I didn't say anything at the time, but what the fuck? Poverty is some sign from the Gods that I'm spiritually not ready for hormones? And this woman is one of the most revered gender therapists in my area. She speaks at schools and hospitals about transgender children, she has a lot of local power. How many people believe things like this from her?
And how many therapists are exactly like her?
I have had bad luck with therapists, psychiatrists and all. I went to one for depression several years ago who turned out to have so little experience with transgender issues that I basically had to teach her every step of the way. My gender therapist herself was useful in getting my gender marker changed on my driver's license and giving me a letter... after going through a gauntlet of gaslighting hippie hell. A therapist I worked with to help build a new GSA took months to recognize that it's OK for people to identify as "queer" if they want to, and it's clear from talking to trans people who have sought out her services that she doesn't understand what transition really requires.
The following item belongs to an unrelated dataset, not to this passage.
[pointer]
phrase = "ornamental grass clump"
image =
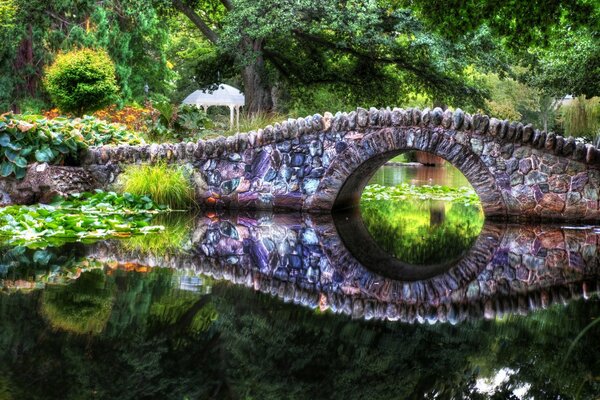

And these are just the ones who don't work in the prison system, which leads to its own brands of fuckery and gatekeeping, brands that are much more intense due to the systematic dehumanization and punishment-over-rehabilitation attitudes we have toward prisoners. That's a subject for a different time, though.
Why? Largely because doctors want to cover their asses. Because people have it in their heads that transition is something people do on a whim and will totally regret later. Because people are convinced that transgenderism is so awful that they have to weed people out to make sure there are fewer of us.
I am sure there are people who have benefited from this therapist's services, as well as the services of many other gender specialists currently practicing. There genuinely are people who feel they need therapy to help get them through the process, to help them discover if it's what they really want, to help them with coming out to family and at work, and so forth.
But therapy as a hard and fast requirement by doctors to gain hormones or surgery, by family members to "prove" we are legitimate, to change IDs, to gain access to necessary services, this is something I really can't support anymore, if I ever really did.